Bucks This Big Will Make Any Hunter Quiver in Their Camo
|Rack Report Details
|Time of Year:
|November 3, 2016
|Lee County Iowa
There are a lot of deer hunters in America. But there are few who spend as much time in the outdoors as much as Grant Olson of Whitetail Properties. He loves deer hunting. And his hard work and effort was rewarded this season with a giant Iowa buck.
This is the first year the deer had made the shoot list, Olson said. EHD has impacted our farm since 2013, and this is the first year since then we have had mature deer to hunt. We let the deer have a free pass last year, except during youth season [when] we had a youth hunter in. He was getting ready to kill this buck and he winded him. We [found] his sheds in March of this year. I had seen this deer in the same hay field seven days prior. I [received] pictures of this buck from June until November 2, the day before I harvested him. It has been neat to watch him mature.
I'm sure it was. It's always intriguing to watch as deer age from one year to the next and how their antlers change each season. It's all part of the stewardship process.

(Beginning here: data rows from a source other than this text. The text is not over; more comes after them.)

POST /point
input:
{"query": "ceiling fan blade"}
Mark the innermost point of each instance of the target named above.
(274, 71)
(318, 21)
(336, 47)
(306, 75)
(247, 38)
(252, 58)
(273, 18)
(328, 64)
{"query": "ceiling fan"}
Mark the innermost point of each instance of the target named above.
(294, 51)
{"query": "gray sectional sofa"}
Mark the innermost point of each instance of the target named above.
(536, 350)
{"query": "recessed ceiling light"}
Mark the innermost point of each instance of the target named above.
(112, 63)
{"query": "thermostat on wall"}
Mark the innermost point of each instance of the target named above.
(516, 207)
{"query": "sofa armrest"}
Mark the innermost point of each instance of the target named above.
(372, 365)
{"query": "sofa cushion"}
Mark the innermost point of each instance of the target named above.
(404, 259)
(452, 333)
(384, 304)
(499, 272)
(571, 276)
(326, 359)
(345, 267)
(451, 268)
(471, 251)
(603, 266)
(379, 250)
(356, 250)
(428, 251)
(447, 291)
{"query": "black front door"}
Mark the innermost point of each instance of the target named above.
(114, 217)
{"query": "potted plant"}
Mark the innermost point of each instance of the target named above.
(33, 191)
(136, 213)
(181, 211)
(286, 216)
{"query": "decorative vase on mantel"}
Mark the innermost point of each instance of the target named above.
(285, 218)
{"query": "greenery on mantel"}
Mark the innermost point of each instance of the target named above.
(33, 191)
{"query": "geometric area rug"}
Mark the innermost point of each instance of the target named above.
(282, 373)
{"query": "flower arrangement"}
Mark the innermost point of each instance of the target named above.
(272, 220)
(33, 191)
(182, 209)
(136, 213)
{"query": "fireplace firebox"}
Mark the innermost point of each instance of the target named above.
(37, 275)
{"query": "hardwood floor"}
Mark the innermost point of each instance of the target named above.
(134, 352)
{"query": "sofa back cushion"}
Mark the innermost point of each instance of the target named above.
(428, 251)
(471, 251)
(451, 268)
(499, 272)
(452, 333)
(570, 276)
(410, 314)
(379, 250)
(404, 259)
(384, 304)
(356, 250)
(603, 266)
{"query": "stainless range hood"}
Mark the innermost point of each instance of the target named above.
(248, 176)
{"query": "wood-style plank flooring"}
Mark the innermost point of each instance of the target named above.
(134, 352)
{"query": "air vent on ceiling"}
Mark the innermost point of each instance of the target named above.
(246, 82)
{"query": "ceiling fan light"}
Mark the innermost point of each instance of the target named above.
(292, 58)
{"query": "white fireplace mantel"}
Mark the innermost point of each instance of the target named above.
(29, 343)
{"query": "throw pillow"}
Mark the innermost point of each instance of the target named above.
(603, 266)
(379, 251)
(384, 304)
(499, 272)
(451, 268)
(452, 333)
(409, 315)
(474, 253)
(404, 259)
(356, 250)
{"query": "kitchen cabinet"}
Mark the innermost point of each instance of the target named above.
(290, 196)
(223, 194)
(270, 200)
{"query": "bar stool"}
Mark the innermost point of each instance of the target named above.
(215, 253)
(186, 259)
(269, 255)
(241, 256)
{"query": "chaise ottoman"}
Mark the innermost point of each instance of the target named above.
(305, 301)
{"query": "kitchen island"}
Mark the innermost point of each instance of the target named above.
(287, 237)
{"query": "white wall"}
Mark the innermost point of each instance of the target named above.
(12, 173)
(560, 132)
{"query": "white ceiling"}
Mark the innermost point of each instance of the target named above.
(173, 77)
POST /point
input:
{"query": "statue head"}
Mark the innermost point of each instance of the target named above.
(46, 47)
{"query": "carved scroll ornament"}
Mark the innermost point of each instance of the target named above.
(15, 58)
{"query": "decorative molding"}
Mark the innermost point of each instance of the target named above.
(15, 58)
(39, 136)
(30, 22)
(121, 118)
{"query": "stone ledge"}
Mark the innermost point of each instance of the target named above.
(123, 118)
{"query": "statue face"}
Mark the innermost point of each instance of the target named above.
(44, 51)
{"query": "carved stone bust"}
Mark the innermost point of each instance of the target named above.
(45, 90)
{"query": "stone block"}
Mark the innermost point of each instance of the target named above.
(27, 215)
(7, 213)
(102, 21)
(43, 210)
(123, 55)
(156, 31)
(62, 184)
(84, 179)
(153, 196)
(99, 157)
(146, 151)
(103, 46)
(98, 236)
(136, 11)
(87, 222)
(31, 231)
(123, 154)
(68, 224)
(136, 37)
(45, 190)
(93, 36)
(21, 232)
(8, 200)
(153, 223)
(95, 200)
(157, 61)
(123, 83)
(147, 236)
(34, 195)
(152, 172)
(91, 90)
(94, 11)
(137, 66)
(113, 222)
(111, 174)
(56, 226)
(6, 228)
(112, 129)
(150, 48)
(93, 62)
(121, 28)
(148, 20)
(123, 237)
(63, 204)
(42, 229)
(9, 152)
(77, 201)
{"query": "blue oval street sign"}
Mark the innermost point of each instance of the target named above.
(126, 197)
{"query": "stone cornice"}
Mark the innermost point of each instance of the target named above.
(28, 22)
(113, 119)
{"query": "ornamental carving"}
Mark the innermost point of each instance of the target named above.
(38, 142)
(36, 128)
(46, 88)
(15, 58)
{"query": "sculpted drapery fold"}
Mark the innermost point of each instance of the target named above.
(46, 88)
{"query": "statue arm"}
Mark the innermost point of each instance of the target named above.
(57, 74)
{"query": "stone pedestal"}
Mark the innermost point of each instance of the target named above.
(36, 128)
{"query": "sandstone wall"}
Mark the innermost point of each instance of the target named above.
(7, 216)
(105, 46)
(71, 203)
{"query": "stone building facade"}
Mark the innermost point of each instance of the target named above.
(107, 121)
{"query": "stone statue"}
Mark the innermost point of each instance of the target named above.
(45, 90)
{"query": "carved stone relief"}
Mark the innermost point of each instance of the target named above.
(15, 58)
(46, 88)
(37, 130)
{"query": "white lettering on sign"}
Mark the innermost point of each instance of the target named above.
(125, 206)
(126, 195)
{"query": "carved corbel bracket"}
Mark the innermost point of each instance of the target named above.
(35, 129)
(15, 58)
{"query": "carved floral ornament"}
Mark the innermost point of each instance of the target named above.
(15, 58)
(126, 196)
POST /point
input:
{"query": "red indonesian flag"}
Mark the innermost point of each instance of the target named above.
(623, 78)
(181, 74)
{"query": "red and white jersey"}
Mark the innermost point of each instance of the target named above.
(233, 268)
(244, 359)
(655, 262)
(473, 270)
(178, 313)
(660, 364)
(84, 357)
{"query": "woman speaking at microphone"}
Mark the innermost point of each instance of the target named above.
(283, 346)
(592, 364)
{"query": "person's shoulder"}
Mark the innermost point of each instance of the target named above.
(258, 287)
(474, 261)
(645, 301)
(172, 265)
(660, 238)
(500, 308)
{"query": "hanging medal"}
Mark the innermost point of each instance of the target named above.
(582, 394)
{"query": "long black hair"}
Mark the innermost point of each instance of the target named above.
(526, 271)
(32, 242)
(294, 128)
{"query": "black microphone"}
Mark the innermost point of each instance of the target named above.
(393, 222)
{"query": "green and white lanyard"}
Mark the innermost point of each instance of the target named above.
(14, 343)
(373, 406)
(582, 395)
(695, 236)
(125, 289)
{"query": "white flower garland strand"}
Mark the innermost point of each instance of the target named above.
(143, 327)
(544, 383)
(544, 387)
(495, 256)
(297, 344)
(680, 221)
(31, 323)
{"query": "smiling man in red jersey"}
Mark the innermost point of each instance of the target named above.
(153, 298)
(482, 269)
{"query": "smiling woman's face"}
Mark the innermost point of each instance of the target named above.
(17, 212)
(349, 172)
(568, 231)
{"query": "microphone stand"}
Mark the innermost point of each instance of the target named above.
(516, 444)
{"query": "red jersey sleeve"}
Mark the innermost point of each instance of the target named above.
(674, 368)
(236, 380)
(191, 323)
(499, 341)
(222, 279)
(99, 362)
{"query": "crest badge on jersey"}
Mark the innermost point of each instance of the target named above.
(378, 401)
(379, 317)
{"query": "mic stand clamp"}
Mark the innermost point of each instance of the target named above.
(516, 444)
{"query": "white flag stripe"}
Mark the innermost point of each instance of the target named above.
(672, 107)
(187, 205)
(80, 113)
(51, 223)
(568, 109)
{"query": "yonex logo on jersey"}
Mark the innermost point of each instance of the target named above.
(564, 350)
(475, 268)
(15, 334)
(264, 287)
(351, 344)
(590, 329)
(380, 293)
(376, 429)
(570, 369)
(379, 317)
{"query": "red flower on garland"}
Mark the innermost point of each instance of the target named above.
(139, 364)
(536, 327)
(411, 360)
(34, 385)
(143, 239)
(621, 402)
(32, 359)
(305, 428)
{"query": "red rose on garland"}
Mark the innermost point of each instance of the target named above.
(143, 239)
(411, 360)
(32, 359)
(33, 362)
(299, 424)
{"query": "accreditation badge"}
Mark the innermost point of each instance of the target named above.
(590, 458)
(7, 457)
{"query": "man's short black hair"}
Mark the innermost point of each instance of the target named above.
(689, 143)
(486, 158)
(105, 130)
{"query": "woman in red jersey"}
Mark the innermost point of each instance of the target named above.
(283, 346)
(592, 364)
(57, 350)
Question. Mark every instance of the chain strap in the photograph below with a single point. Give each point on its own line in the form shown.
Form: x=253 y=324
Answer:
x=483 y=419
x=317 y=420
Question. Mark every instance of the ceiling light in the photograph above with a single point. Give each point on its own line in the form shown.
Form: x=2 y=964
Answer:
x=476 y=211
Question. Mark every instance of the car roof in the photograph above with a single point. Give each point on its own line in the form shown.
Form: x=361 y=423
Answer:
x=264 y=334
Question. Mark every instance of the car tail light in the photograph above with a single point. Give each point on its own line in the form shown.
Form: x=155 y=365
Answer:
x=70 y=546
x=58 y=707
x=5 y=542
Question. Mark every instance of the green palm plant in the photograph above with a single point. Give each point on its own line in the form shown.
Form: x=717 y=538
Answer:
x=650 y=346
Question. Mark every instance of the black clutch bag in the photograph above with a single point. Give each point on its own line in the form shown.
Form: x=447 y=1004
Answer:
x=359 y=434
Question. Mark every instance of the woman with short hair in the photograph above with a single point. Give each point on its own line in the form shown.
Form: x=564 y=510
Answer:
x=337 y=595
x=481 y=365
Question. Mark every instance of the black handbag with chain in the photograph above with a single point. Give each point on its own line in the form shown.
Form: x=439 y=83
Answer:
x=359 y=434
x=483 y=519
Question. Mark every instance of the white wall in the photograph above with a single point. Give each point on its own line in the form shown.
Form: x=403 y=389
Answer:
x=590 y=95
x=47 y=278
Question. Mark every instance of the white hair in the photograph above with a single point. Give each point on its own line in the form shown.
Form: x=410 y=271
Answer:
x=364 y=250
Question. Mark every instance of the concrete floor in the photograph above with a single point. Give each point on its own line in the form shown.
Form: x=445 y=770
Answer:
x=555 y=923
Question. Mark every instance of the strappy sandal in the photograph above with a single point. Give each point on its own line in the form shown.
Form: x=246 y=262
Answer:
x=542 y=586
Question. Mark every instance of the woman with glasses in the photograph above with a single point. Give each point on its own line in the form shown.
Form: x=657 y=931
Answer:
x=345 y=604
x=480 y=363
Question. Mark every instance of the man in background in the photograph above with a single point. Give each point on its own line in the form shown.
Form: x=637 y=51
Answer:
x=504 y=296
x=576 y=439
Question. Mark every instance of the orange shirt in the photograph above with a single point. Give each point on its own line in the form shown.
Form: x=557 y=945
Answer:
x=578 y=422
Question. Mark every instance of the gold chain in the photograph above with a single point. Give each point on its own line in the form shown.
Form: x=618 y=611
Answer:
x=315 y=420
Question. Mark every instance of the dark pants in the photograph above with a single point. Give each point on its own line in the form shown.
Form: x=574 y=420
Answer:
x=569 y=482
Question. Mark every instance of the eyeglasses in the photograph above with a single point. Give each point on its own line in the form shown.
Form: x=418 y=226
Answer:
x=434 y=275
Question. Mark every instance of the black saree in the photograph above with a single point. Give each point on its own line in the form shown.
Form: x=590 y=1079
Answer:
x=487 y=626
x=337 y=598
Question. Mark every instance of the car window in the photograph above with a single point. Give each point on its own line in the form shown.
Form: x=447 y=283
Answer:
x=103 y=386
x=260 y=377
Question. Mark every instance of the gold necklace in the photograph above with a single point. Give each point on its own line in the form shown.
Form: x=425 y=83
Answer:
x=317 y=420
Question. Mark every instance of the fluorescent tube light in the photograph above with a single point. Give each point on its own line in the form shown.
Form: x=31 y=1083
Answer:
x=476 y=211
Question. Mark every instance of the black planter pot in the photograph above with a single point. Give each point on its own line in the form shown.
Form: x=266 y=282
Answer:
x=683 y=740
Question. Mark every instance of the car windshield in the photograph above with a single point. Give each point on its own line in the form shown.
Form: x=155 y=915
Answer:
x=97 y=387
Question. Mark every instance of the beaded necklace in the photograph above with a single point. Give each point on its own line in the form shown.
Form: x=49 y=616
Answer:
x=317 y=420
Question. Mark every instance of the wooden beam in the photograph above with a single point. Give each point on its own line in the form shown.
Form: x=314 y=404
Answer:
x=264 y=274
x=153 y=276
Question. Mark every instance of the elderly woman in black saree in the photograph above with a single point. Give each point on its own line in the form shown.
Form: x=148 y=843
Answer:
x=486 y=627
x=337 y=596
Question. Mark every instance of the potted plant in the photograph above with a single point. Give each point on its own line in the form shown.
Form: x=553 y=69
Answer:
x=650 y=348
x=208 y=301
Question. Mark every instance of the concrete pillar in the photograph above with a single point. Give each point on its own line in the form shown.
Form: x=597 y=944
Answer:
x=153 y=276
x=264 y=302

The deer has a 12½-inch G2 on his right side, which is something you see from a long way away, Olson said. He also has a common base point G3 on the deer's left side. That point can get hidden depending on the angle you have. We actually thought this deer was a different deer most of the summer because of the common base point, until that deer showed up in early October. This deer owned the west side of our farm, and was not afraid to show anyone who challenged him.
Dominant as he was, it proved no match for Olson on the day of the hunt. Pressure was rising behind a low pressure system. Rain had just stopped during the early, pre-dawn hours. Low clouds became visible as daylight broke. The wind was about 5 to 10 MPH out of the northwest. And Olson had a great setup. The conditions were stacked against the big buck.
The stand [was] in a large white oak tree, next to a pinched-down hay field, Olson said. There is a large cedar thicket on the other side of the hay field pinch. The wind was NNW, and I expected deer movement any direction north of me. The entrance to the stand [was] quiet around a tall CRP field, [and] the wind [was] in my face.
The shot was what you hope [for], Olson said. [It was] 20 yards completely broadside in a wide-open shooting lane. The shot placement was a double-lung shot. The blood trail was strong. The deer ran 50 yards and expired within sight of my stand. This [was] one of those rare times that [I went] into a set expecting to see that deer and harvested him.